Outre sa tanière dans le mur de Clinton Castle, il avait deux endroits de prédilection. L’un était la promenade bétonnée qui longeait la mer. C’est là qu’il travaillait, dans l’espace compris entre le marchand ambulant et un point situé juste au-delà de Clinton Castle. Le passage d’un des grands croiseurs de la Navy, le U.S.S. Dana ou le U.S.S. Melville avait pour effet de le figer sur place ainsi que tous les habitants du square, comme au passage d’un défilé tout entier, blanc, silencieux, lent comme un rêve. C’était un fragment d’histoire qui passait, et même les Alexandriens étaient impressionnés, bien que trois d’entre eux eussent fait la croisière jusqu’à Andros Island et retour à bord d’un bâtiment de guerre. Parfois, cependant, il restait accoudé au garde-fou pendant de longues périodes, sans raison véritable, à contempler simplement le ciel de Jersey et la côte de Jersey. Au bout d’un moment il lui arrivait de parler tout seul ; ce n’était qu’un murmure inaudible mais très sérieux à en juger d’après la façon dont il plissait le front. Pas une seule fois ils ne le virent s’asseoir sur l’un des bancs.

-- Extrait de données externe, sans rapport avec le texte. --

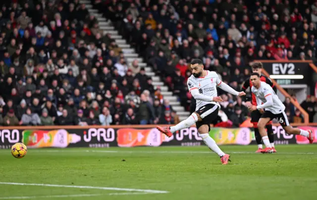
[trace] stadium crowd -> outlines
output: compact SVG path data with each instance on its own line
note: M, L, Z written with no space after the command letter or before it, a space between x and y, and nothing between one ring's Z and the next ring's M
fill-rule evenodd
M159 88L127 65L78 0L13 0L0 11L0 124L171 124ZM237 90L255 59L316 61L317 1L101 0L98 9L193 112L189 61L200 58ZM238 126L244 100L219 91L218 122ZM303 117L286 99L290 122ZM190 106L190 105L191 105ZM302 104L313 121L314 96ZM228 119L229 120L228 120Z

Son autre endroit de prédilection était la volière. Les jours où on ne leur avait prêté aucune attention, il apportait sa contribution à la cause de la survie des oiseaux sous la forme de cacahuètes et de miettes de pain. Il y avait là des pigeons, des perroquets, une famille de rouges-gorges, et un grouillement prolétarien de ce que le panneau affirmait être des mésanges à tête noire, bien que d’après Celeste, qui avait été vérifier cette information à la bibliothèque, il ne s’agissait que d’une espèce un peu plus m’as-tu-vu de moineau. C’était également là, naturellement, que la militante Mlle Kraus se postait pour témoigner. Une de ses particularités (et probablement la raison pour laquelle on ne lui avait jamais intimé l’ordre de circuler) était qu’en aucun cas elle ne daignait accepter la discussion. Même les sympathisants n’arrivaient pas à lui arracher plus qu’un sourire sans joie et un bref hochement de tête.

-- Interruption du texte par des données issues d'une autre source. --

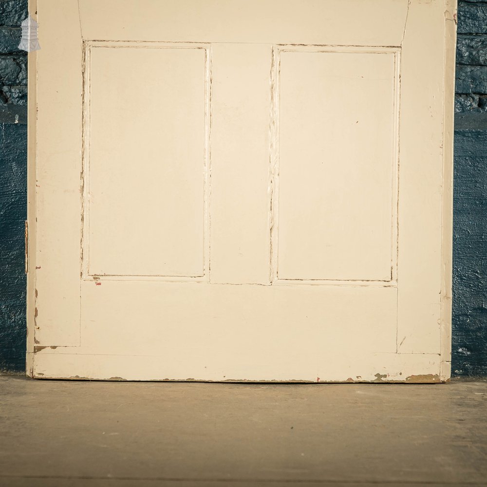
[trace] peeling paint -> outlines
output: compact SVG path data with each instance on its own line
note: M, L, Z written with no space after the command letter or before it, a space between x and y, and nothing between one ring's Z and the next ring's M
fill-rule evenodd
M38 343L38 342L37 343ZM38 352L40 352L41 350L43 350L45 348L51 348L53 350L55 350L57 348L57 345L39 345L39 346L36 346L34 347L34 353L36 354Z
M406 382L415 384L431 383L440 382L440 376L437 374L427 374L418 375L410 375L406 378Z
M374 377L376 377L377 378L375 380L373 380L373 382L385 382L386 381L384 380L384 379L387 378L387 374L379 374L378 372L377 373Z

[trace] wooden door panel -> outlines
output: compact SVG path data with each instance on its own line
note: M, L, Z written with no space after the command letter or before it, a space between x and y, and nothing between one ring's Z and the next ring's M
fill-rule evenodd
M38 0L29 373L448 378L454 5Z
M398 51L284 48L279 63L277 278L392 281Z
M86 49L85 277L204 277L206 50Z

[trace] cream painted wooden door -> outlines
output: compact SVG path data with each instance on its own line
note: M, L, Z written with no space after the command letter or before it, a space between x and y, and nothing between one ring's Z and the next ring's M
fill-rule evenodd
M29 373L450 374L450 0L38 0Z

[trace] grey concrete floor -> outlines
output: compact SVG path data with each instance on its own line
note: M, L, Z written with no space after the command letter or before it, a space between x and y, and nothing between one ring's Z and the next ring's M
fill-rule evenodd
M0 377L0 486L487 485L487 382Z

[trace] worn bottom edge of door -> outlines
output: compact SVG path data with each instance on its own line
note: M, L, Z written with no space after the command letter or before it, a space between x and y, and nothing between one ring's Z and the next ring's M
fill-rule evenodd
M38 379L78 380L155 381L215 383L428 384L450 380L449 362L427 354L371 354L345 357L310 368L290 364L278 370L272 364L258 367L207 368L204 365L168 364L159 356L28 353L27 375Z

Le mardi de la semaine précédant le jour J (c’était tôt le matin et il ne se trouvait que trois Alexandriens dans le square pour assister à cette confrontation), Alyona surmonta ses propres réticences au point d’essayer d’entamer la conversation avec Mlle Kraus.

Il se planta devant elle et se mit en devoir de lire à haute voix, avec son accent péniblement indéfinissable, le texte d’ARRÊTEZ LE MASSACRE : « Le Département d’État du gouvernement des États-Unis, sous la direction secrète des sionistes de la Fondation Ford, est en train d’empoisonner systématiquement les océans du monde avec de prétendues « unités de production alimentaire ». Est-ce cela qu’on appelle « une utilisation pacifique de l’énergie nucléaire ? », fin de citation, New York Times du 2 août 2024. Ou un nouveau Moondoggle ! (Nature World, numéro de janvier). Pouvons-nous nous permettre de rester indifférents plus longtemps ? Chaque jour quinze mille mouettes meurent par la faute de ce génocide systématique tandis que des responsables élus édulcorent et déforment les faits. Sachez la vérité. Écrivez à votre député. Faites entendre votre voix ! »

Au fur et à mesure qu’Alyona lisait, Mlle Kraus devenait de plus en plus écarlate. Resserrant son emprise sur le manche à balai turquoise auquel était agrafé le panneau, elle commença à secouer rapidement l’enseigne de haut en bas, comme si cet homme avec son accent étranger avait été quelque oiseau de proie qui s’était perché dessus.

— C’est ça que vous pensez ? lui demanda-t-il après avoir lu le texte jusqu’à la signature malgré les secousses.

Il toucha sa barbe blanche et ses traits se plissèrent en une expression philosophique.

— J’aimerais en savoir plus. Oui, vraiment. J’aimerais savoir ce que vous en pensez.

L’horreur avait figé ses membres. Ses yeux se fermèrent, mais elle se força à les rouvrir.

— Peut-être qu’on pourrait discuter de tout ça, poursuivit-il impitoyablement. Un jour où vous serez d’humeur plus causante. Qu’est-ce que vous en dites ?

Elle forma à grand-peine son sourire et opina imperceptiblement de la tête. Sur ces entrefaites, il s’en alla. Elle était sauvée, provisoirement, mais elle n’en attendit pas moins qu’il eût parcouru la moitié de la promenade avant de laisser l’air entrer dans ses poumons. Après une unique et profonde inspiration, ses mains fondirent en un tremblement incontrôlé.